Agree, but software quality problems are bound to happen since requirements change, what was once a perfect architecture becomes a pain point. Attempts to fix some piece of the system often requires creating a new one from scratch and running both side-by-side during transitional period. Some companies begin to realize that they don't have enough visibility into their data migration processes, some understand the need for tooling, but can't afford to spend time or resources to build it in-house, especially if they'll need it only during migration. If we can help companies by providing ready to go solution, that's a great thing.
> this leads to very interesting question about upskilling of employees versus the cost of tools
Right, it's a complicated question involving multiple tradeoffs...
I'll print this out, it deserves careful reading which I'll do shortly, so I'll reply briefly on one point.
I've worked with data where a small amount of data loss was tolerable and indeed inevitable (once in the system it was entirely reliable but incoming data was sometimes junk and had to be discarded, and that was ok if occasional) so I understand.
But a third-party tool that can be configured to tolerate a small amount of data loss could put you at a legal disadvantage if things go wrong, even if it is within the spec given for your product. If you have a very small amount of lost data then checksumming and patching the holes when transferring data might be a very good idea, legally speaking, not data-speaking, and low overhead too.
Also, you just might be assuming that lost data is uncorrelated ie. scattered randomly throughout a table. Depending on where it's lost during the transfer, say some network outage, it may be lost in coherent chunks. That might, or might not, matter.
By large tables we mean 1B+ rows. You'll likely do not want to do joins on them directly.
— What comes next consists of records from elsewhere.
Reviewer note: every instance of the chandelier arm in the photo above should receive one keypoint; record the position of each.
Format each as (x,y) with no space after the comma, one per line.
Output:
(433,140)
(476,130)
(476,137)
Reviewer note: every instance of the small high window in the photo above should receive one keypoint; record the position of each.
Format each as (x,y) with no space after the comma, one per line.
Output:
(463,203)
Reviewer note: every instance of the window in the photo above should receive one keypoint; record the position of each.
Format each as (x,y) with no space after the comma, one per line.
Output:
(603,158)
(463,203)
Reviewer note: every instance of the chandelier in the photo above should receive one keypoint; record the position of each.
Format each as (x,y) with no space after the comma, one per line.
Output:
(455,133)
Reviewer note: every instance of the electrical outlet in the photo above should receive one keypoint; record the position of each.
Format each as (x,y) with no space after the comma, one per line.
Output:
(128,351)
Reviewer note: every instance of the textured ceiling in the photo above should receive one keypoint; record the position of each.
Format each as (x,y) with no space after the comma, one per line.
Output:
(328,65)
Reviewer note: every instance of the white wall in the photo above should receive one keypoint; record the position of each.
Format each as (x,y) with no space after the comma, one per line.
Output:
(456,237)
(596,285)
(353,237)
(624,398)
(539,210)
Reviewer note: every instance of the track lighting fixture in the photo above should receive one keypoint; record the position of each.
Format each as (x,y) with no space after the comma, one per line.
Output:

> You just do an either-way except
If one column in one of the tables is completely different, it'll return 1M rows. It's not exactly helpfull, so let's add an order by and limit. Now you'll need to spot differences in 100 column table, since hiding matching values is even more hand-written / generated sql.
It's pretty good to know about all problems upfront and not find and fix them one-by-one, but creating representative sample of differences is difficult to do with hand-written sql.
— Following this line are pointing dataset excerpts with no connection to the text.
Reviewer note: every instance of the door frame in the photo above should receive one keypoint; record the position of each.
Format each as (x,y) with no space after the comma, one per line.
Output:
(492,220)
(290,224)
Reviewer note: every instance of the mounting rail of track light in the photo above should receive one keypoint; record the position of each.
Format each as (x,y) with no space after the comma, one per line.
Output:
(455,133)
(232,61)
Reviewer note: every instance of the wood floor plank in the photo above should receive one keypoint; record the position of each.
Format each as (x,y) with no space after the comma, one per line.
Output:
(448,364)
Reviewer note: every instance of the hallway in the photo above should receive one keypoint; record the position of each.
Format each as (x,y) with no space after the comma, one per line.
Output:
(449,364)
Then what about cross-db comparison, sampling, integrating with CI / github PRs?
> There are easy solutions with checksums, error correction (comes free with networks) or round-tripping, is that a problem
Some companies are using complex pipelines that can and sometimes do lose events. Often they don't need their data to be 100% perfect. So they need to know if they lost anything, what exactly and if it's within acceptable range.
As always, roll-your-own is a valid approach, as is using already available tools to save time. Many large companies like Uber and Spotify with data teams of 100+ have detailed roadmaps for diffing tools because they find their data engineers spending days doing regression testing, and they must be proficient with SQL.